«Nada se pierde, todo se transforma», dijo Antoine Lavoisier, químico él de profesión y modo. Los que tuvimos el privilegio de pasar nuestra infancia y adolescencia convencionalmente escolarizados hemos repetido esta frase hasta el hartazgo. Nos referíamos a la energía pensando en cualquier otra cosa; repetíamos sin tomar conciencia de lo que salía de aquella boca propia e irresponsable. «Privilegios» de un sistema de enseñanza pobre y cojo con el que nos «formaron» para retener y repetir, obedecer casi siempre, y pensar poco.
«Nada se pierde, todo se transforma» es una aseveración real en el campo científico, pero ¿y en lo humano?
Podríamos considerar —tenemos derecho a sentir, incluso a creer o saber— que cuando transformamos un poema estamos creando otro. En cada Word o página en donde reposa, ya obsoleta, la versión anterior del poema en cuestión, existe otro poema. ¿De la misma manera se transforma un amor sin que nada se pierda? No.
Está claro, eso sí, que cada persona es el resultado de todo lo vivido que se ha ido transformando en ella (de forma involuntaria o con un arduo trabajo consciente y extenuante) a lo largo del tiempo. Por tanto, somos el resultado de una transformación permanente en la que nada se pierde por el camino: todo aporta y cambia. Me viene a la cabeza una imagen orgánica de una masa formada de lo informe, con bordes nítidos/móviles y apoyada en nada, suspendida, en constante devaneo y búsqueda; es cada uno de nosotros, viviendo, creciendo, envejeciendo, acercándonos a la muerte, a medida que sabemos cada vez más cómo vivir. Es verdad. Todo ha contribuido, nos diéramos cuenta o no, a esto que ahora somos.

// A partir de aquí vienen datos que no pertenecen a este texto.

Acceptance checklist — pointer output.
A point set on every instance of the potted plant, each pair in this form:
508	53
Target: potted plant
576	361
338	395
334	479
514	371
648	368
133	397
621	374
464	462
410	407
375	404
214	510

La transformación de una sociedad, a veces, genera rupturas drásticas, abismos, que convierten al supuesto «lo que empieza proviene de una transformación de lo anterior» en algo no muy claro ni coherente. ¿Una revolución contiene lo anterior o lo deja afuera? Es una consecuencia, sí, pero el reto es que se libere de lo anterior; o eso se intenta. No nos basta una transformación, queremos perder aspectos, costumbres, valores. Los queremos perder, y por eso se lucha.
Nada perdemos de nosotros por el camino; podríamos tomarlo, sí, como una realidad. ¿Podríamos tomarlo como una verdad? He dejado tirados cual jirones inútiles o en ramos de petunias pasionarias muchos trozos de mí y de mi historia. «Nunca me pierdo, todo me transforma», y es esta transformación con su ADN imaginario lo que nos lleva a un sitio nuevo, lo que nos pone de otro modo frente al mundo. Este sitio ¿es la transformación de todo lo anterior o es algo nuevo?
No encuentro en el asfalto la mirada del pez que me acompaña siempre en lo turquesa; no encuentro en las esquinas los ojos que reciben. Realmente no lo encuentro y opto por la ofrenda. Me ofrezco, y no sé si soy otra o soy la transformación de mí en la que nada se perdió. Lo bello de la vida, su profundo misterio, es la plasticidad que cada una es capaz de aportar a sí misma y a su entorno.
Son plásticos los versos, como plástica y transformadora, en potencia, es siempre la palabra. Sin embargo, no siempre se crea algo nuevo que ofrecer, o al menos, que nos funcione de espejo desde dónde avanzar.
Percibo un interés un tanto reprimido en cada otro que se acerca. Es un arte aprender a acercarse a los otros, con la cabeza abierta y el corazón hinchado, dispuesta toda una a no juzgar aquello que recibe.
Llevo toda la vida intentando escribir, a pie, este camino. Tal vez sea por eso mi historia tan errante. Sólo pido a los dioses, a aquellos que no existen y a los que sí también, un ápice de amor que nos abra, por fin, a todas las personas nuestro centro solar. Sería un día nuevo, realmente transformado, y haríamos, por fin, algo diferente.